Can I Take away My Ex as a Guardian of our Youngster?


Relating to contentious parenting points, this is among the most often requested questions household attorneys will obtain.  Nonetheless, this query is commonly rooted in misunderstandings about what guardianship is, who’s a guardian, and the chance of guardianship being terminated.  With a purpose to decide the potential for eradicating your ex partner as a guardian of your little one, take into account the beneath.

Who’s a Guardian?

Guardianship is outlined in s. 39 of the British Columbia Family Law Act (“FLA”).  This part states that oldsters are typically guardians of youngsters after they separate in the event that they lived along with the kid.  Nonetheless, if a guardian has by no means resided with the kid, pursuant to part 39(3) of the FLA, they aren’t a guardian except one of many following applies:

  1. the kid is the results of assisted replica as outlined in s. 30 of the FLA;
  2. there may be an settlement stating in any other case between the guardian and all the little one’s guardians; or
  3. the guardian usually cares for the kid.

In case your partner is just not the kid’s guardian, they don’t mechanically turn into a guardian of the kid upon you marrying or turning into marriage-like, as per part 39(4) of the FLA.  Thus, step-parents are typically not guardians, except there may be an settlement or order stating in any other case, although they could possess varied rights by advantage of the Divorce Act if they’re married.
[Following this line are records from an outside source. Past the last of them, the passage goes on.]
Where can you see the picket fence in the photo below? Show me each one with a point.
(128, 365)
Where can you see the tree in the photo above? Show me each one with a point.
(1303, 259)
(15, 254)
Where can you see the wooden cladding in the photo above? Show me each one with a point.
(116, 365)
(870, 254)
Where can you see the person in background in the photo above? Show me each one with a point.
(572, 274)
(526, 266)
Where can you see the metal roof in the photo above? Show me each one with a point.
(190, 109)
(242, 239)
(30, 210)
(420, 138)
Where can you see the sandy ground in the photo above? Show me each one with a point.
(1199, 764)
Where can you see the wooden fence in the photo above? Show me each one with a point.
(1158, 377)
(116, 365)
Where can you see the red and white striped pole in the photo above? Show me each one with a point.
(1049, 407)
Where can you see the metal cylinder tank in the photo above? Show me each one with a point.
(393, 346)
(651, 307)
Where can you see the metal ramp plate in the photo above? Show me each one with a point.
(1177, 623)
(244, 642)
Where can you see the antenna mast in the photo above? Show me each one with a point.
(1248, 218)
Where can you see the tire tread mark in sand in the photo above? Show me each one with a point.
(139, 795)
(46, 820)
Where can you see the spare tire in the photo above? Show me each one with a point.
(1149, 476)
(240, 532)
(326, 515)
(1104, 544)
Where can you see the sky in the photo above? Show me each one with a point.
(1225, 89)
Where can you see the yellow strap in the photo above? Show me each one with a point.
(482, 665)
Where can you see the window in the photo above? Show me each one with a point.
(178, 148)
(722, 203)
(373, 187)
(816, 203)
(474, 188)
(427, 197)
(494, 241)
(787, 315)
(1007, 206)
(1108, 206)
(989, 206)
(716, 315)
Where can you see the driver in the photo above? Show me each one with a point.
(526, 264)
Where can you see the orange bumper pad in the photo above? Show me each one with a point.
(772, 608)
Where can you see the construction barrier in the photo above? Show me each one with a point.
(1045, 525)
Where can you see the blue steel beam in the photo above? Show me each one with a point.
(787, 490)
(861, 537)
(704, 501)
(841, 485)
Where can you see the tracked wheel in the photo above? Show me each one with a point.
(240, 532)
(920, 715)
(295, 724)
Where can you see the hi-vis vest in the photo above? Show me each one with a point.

Whereas mother and father are typically guardians, that isn’t to say that solely mother and father are guardians.  Guardians who usually are not mother and father can turn into a guardian by settlement below the Adoption Act or the Youngster, Household and Neighborhood Service Act or by courtroom order below the Household Regulation Act, following a particular utility process.  Alternatively, the courtroom might appoint a non-parent as a toddler’s guardian.  Nonetheless, if the kid is above the age of 12, this may increasingly solely be finished with the kid’s written consent except the courtroom is in any other case glad that it’s in the perfect pursuits of the kid.

Thus, when figuring out the query at hand, first make sure that your partner is a guardian throughout the which means outlined within the FLA.

What’s a Guardian?

Guardians have particular privileges in the case of the youngsters they’re guardians of.  Solely a guardian can apply for parenting time and parenting obligations, pursuant to part 40(1).  Parenting time refers back to the time spent by a guardian with a toddler throughout which they usually train day-to-day selections affecting the kid’s care throughout that point.  Parenting obligations refers to basic decision-making for the kid, and particularly consists of vital selections resembling the place they may reside, their training, their medical care, amongst others.

This isn’t to state that solely guardians can have time with the kid.  Part 59 of the FLA states that the courtroom can order an individual who is just not a guardian to have contact with a toddler.  This provision usually refers to folks who usually are not guardians, or grandparents.

What are the Bases of Terminating Guardianship?

Most frequently, there are a minimum of two guardians.  It isn’t a query of the courtroom awarding sole guardianship, however of taking the opposite particular person’s guardianship away.

The brink for terminating guardianship may be very excessive, and infrequently rightfully so.  The courts acknowledge that it’s typically in the perfect pursuits of youngsters to foster a relationship between them and their mother and father.  The case of M.A.G. v. P.L.M., 2014 BCSC 126 said that it is just in essentially the most excessive circumstances that guardianship needs to be terminated, provided that nothing else, together with a whole and complete reallocation of parenting obligations will do.

Nonetheless, there are extenuating circumstances during which guardianship will likely be terminated.  The FLA doesn’t specify the circumstances during which it’s applicable to terminate guardianship.  Nonetheless, a evaluation of BC case legislation reveals the comply with circumstances:

  • after vital accidents to the kid leaving them blind and a failure to cooperate with the Ministry in growing a parenting plan (B. v. L.C., 2014 BCPC 207);
  • after no participation within the kids’s upbringing with a historical past of drug use, sexual impropriety and full relinquishment of parental obligations (C.S. v. W.M.M., 2017 BCPC 19);
  • the place the daddy relocated to Mexico and had just about no contact with the kid for 9 years, and the kid clearly expressed a need to be adopted by her step-father (Lessard v. Mahoney, 2019 BCSC 551).

Bear in mind that the Divorce Act does not likely have a separate idea of guardianship anymore, (the closest analogue was once “custody” which doesn’t exist anymore) and the Divorce Act continues to be the paramount laws.

To find out whether or not this feature is possible for you, talk with one of our family law specialists at YLaw.